Eſtant en l’aage de quinze ans, il prenoit plus grand plaiſir à
courir & chaſſer, que non pas à regarder les belles dames. Vn
iour eſtant en vne egliſe, regarda vne ieune fille, laquelle autres
fois auoit eſté nourrie en ſon enfance au chaſteau, ou il
demeuroit : & apres la mort de ſa mere, ſon pere ſe remaria :
parquoy elle ſe retira en Poictou auec ſon frere.
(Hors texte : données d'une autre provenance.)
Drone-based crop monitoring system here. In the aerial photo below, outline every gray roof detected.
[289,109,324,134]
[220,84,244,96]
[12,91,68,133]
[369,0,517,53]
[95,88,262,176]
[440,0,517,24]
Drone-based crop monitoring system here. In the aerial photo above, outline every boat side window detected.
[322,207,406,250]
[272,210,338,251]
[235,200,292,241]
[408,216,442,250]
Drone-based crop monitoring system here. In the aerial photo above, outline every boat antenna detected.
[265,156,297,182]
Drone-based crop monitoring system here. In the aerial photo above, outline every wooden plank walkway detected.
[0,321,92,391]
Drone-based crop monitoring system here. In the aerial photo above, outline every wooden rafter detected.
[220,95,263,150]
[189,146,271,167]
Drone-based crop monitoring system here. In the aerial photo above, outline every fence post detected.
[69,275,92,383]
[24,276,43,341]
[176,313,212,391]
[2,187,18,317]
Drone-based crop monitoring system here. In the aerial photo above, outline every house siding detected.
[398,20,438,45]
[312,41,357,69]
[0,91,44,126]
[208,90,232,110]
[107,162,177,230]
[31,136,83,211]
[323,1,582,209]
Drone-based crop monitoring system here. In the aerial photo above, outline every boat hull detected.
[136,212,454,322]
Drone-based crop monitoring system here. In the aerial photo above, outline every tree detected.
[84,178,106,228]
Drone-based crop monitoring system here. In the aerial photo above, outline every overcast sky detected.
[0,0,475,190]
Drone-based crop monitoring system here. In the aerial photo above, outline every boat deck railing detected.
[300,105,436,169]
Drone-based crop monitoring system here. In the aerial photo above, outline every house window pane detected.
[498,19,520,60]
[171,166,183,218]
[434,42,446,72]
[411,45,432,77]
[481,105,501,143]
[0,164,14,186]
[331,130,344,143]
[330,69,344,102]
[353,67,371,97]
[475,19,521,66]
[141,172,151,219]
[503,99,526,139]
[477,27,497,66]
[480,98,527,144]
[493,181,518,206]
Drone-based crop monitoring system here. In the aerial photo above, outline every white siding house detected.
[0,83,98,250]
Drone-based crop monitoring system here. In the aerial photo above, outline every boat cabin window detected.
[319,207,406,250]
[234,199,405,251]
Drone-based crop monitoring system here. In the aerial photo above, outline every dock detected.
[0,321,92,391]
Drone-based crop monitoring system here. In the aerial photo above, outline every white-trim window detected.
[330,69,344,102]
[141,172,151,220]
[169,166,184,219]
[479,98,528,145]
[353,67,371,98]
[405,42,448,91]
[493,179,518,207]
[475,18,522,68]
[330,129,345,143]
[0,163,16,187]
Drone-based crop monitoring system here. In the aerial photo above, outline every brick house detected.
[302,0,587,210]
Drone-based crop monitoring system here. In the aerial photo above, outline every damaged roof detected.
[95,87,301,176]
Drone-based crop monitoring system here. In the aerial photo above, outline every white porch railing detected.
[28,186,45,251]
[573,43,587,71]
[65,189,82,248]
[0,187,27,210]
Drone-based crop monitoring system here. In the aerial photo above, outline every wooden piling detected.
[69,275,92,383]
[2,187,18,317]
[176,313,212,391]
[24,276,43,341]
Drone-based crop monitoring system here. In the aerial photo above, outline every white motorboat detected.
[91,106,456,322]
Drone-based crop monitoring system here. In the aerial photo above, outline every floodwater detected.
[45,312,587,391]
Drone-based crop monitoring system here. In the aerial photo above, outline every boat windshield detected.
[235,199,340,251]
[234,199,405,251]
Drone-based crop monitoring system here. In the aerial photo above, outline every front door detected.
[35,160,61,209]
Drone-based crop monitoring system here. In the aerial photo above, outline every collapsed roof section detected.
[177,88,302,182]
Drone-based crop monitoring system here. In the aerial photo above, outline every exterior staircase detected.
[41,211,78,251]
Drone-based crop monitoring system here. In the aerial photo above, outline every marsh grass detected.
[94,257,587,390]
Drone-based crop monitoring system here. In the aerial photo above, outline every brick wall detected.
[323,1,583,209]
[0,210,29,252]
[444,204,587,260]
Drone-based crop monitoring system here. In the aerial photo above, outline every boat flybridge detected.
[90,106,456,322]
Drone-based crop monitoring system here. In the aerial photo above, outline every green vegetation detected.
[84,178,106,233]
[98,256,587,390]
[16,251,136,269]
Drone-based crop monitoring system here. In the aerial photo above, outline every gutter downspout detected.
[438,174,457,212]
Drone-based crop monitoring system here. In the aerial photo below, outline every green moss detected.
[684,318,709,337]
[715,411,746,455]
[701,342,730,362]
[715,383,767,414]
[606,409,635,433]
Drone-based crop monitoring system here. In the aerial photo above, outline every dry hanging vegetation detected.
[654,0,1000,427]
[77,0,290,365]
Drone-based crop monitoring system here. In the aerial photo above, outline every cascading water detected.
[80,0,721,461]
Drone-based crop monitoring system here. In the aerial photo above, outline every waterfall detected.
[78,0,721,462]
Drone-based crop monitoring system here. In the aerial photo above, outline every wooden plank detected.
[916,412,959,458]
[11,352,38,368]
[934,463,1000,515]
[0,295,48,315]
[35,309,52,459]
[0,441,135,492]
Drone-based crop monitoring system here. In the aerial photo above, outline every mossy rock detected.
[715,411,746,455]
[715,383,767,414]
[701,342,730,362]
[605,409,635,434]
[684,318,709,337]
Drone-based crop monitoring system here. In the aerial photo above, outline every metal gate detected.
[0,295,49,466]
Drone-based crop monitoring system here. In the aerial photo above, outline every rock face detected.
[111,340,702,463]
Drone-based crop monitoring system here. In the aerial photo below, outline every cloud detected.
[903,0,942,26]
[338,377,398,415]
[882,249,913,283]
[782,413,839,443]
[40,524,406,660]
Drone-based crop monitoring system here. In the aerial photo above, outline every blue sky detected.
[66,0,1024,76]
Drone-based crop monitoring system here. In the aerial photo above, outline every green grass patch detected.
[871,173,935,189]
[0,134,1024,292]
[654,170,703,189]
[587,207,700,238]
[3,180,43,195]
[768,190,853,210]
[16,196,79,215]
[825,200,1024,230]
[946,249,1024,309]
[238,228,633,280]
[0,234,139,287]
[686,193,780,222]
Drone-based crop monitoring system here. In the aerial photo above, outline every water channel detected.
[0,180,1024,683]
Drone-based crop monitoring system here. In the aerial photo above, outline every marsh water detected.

Ceſte fille (qui
auoit nom Françoiſe) auoit vne ſœur baſtarde, que ſon pere aymoit
tresfort, & la maria à vn ſommelier d’eſchanſonnerie de
ce ieune Prince, dont elle tint auſsi grand eſtat, que nul de ſa
maiſon. Le pere vint à mourir, & laiſſa pour le partage de Françoiſe
ce qu’il tenoit aupres de ceſte bonne ville. Parquoy, apres
qu’il fut mort, elle ſe retira ou eſtoit ſon bien : & à cauſe qu’elle
eſtoit à marier, & ieune d’vn ſeize ans, ne ſe voulut tenir ſeule
en ſa maiſon, mais ſe miſt en penſion chez ſa ſœur la ſommeliere.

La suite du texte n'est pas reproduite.